Sortir d’un catholicisme naïf
Il existe une multitude de structures catholiques en France sur des sujets divers et variés, à tel point qu’il devient difficile de faire un tri entre celles qui portent un projet en cohérence avec le message d’accueil et d’amour inconditionnels de Jésus dans les Evangiles, et celles qui portent un projet idéologique et politique visant à réduire les droits de certaines minorités, à banaliser les idéologies d’extrême droite, ou à faire reculer des droits sociaux.
L’étiquette « catholique » ou « chrétienne » associée à une association ou une structure, amène souvent les fidèles à faire preuve d’un manque de vigilance sur les intentions des responsables derrière ces projets. Et pourtant, plusieurs enquêtes médiatiques ces dernières années ont tristement révélé le risque collectif que nous prenons à accorder notre confiance à des structures simplement sur la base d’une appartenance commune à une religion.

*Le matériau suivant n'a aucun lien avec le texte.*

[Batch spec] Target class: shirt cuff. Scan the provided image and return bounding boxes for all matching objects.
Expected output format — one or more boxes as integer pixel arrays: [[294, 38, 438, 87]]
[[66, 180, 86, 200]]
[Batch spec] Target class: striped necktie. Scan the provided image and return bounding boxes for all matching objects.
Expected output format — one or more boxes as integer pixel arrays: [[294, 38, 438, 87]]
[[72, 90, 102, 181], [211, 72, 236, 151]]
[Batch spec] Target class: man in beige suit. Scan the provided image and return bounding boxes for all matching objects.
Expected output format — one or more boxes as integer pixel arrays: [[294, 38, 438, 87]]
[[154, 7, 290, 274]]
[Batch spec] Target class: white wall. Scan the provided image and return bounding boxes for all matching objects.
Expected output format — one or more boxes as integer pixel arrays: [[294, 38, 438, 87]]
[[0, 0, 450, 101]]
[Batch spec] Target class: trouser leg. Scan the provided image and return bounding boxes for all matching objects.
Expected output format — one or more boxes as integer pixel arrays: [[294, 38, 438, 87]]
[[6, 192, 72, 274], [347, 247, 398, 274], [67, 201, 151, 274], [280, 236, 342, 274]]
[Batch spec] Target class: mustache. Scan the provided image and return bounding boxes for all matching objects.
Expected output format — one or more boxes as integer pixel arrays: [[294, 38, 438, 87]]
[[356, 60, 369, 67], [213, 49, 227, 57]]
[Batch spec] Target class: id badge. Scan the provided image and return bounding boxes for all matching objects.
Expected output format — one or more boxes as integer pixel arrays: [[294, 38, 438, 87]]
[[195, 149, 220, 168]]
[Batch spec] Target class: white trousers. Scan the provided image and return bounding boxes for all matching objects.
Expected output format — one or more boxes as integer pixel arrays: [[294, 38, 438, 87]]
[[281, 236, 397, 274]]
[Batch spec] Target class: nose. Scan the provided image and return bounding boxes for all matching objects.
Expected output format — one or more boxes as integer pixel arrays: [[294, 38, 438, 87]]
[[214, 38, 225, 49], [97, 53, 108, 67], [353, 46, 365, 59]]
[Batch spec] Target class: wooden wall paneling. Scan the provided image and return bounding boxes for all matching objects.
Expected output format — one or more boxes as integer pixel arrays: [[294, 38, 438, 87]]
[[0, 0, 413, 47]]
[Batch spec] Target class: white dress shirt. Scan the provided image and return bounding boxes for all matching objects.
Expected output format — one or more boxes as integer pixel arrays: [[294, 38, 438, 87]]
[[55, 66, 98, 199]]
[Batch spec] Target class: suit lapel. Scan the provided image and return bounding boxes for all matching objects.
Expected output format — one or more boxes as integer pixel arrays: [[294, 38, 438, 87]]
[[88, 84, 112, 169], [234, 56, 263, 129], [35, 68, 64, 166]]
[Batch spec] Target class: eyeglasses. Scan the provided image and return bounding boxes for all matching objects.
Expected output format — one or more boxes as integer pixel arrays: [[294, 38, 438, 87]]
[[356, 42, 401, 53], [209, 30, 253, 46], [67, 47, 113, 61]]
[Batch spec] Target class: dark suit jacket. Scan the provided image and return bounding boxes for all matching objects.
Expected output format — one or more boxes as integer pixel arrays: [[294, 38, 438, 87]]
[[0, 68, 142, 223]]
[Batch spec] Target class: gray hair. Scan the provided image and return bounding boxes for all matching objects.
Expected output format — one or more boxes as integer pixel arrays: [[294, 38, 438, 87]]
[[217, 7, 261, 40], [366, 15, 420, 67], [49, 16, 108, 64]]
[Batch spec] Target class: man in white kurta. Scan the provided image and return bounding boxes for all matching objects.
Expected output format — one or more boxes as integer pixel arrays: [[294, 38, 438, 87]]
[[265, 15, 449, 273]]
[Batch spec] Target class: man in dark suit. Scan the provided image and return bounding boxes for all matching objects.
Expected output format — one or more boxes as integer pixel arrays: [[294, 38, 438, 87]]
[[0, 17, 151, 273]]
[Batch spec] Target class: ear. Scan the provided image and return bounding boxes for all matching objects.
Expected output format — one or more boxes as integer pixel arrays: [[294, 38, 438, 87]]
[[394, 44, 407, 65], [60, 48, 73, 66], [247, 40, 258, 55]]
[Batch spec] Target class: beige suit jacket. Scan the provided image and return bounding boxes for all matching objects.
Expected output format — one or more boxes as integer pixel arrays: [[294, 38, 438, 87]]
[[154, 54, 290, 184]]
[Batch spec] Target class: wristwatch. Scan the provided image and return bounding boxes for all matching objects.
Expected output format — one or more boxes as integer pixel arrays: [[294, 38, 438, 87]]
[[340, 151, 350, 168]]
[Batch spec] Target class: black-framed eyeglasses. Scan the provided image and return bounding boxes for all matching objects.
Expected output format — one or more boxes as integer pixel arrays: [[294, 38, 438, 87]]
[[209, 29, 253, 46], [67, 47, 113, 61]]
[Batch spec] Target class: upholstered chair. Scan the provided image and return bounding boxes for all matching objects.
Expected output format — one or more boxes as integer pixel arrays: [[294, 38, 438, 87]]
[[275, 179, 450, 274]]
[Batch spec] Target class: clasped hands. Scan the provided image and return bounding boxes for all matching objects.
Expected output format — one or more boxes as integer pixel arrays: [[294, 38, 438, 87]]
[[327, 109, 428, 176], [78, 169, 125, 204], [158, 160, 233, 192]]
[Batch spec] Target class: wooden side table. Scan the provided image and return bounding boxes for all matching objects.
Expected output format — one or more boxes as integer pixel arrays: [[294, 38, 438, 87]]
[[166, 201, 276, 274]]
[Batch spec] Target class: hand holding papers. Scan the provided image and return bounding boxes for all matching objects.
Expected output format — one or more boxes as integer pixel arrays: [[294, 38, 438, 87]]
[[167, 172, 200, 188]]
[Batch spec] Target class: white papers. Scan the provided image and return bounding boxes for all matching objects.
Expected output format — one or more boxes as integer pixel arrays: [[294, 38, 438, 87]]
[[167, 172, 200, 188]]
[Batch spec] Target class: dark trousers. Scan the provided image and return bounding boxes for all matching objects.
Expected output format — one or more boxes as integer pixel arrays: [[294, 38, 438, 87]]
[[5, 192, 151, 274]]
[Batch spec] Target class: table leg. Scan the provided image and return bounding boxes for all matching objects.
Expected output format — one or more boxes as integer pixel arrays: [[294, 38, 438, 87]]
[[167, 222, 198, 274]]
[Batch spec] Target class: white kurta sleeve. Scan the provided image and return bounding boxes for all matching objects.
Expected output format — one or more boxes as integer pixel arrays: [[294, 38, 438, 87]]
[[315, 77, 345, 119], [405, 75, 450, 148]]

Comment ne pas parler de SOS Chrétiens d’Orient, accusée de « complicité de crimes de guerre » et de proximité avec l’ancien régime du dictateur Bachar al-Assad en Syrie, et sous le coup d’une enquête préliminaire du parquet national antiterroriste[1] ; du Fonds du bien commun du catholique Pierre-Édouard Stérin, milliardaire dont nous savons désormais que son fonds « philanthropique » participe au projet de faire gagner l’extrême droite en 2027[2] ; des Cafés Joyeux, projet en apparence irréprochable mais qui a pour fondateurs des proches de la Fondation Lejeune, engagée activement contre l’avortement, et de la conservatrice Communauté de l’Emmanuel, tout en ayant en son sein une manager proche d’Alliance Vita[3] ; de l’association Marie de Nazareth, dont nous avions démontré avec Golias[4] les liens avec des personnalités réactionnaires voire proches des idées d’extrême droite ; etc. Comme vous vous en doutez, cette liste n’est pas exhaustive.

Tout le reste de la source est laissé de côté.